He slowed down to a steady cruise at eighty m.p.h., rather than risk running off the road into the muddy fields on either side.
With his left hand free, Bayer took only a few minutes to rip off his gag, then lay for several minutes, whooping in great gulps of air. The smell in the room was appalling, a mixture of sweat, fear, vomit, and whisky. He unpicked the knots on his right wrist, wincing as the pain from the snapped finger shot up his arm, then released his feet.
His first thought was the door, but it was locked. He tried the telephone, lumbering about on feet long since devoid of feeling from the tightness of the bindings. Finally he staggered to the window, ripped back the curtains, and jerked the windows inward and open.
In his shooting niche across the road, Mackensen was almost dozing despite the cold, when he saw the curtains of Miller’s room pulled back.
Snapping the Remington up into the aiming position, he waited until the figure behind the net curtains jerked the windows inward, then fired straight into the face of the figure.
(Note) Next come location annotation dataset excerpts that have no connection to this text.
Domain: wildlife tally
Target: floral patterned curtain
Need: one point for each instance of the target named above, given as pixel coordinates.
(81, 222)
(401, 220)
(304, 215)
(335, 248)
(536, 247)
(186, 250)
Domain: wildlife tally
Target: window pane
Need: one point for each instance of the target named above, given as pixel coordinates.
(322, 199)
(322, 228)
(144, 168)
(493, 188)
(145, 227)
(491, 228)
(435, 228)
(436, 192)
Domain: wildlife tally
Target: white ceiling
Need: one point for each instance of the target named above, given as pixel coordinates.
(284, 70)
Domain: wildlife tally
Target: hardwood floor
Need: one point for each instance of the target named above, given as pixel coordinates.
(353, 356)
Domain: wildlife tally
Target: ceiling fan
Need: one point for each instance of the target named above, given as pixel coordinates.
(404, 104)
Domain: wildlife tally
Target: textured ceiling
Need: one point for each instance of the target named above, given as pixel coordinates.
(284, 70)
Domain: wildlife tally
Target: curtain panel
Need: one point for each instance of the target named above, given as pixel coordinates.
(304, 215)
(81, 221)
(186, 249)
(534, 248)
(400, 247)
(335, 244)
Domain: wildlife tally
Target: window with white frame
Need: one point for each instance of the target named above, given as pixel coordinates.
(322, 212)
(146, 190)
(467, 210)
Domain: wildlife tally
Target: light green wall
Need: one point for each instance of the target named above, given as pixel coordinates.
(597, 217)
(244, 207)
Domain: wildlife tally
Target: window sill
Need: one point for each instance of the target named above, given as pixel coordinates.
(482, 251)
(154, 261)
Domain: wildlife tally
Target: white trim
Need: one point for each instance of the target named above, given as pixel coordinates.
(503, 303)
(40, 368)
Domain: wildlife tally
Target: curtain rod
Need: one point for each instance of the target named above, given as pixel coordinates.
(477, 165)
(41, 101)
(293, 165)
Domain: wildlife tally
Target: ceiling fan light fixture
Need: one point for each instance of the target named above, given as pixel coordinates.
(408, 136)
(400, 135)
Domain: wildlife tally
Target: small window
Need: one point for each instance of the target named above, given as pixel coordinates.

The bullet hit Bayer in the base of the throat, and he was dead before his reeling bulk tumbled backward to the floor. The crash of the rifle might be put down to a car backfiring for a minute, but not longer.
Within less than a minute, even at that hour of the morning, Mackensen knew someone would investigate.
Without waiting to cast a second look into the room across the road, he was out of the third floor and running down the concrete steps of the building toward the ground. He left by the back, dodging two cement mixers and a pile of gravel in the rear yard. He regained his car within sixty seconds of firing, stowed the gun in the trunk, and drove off.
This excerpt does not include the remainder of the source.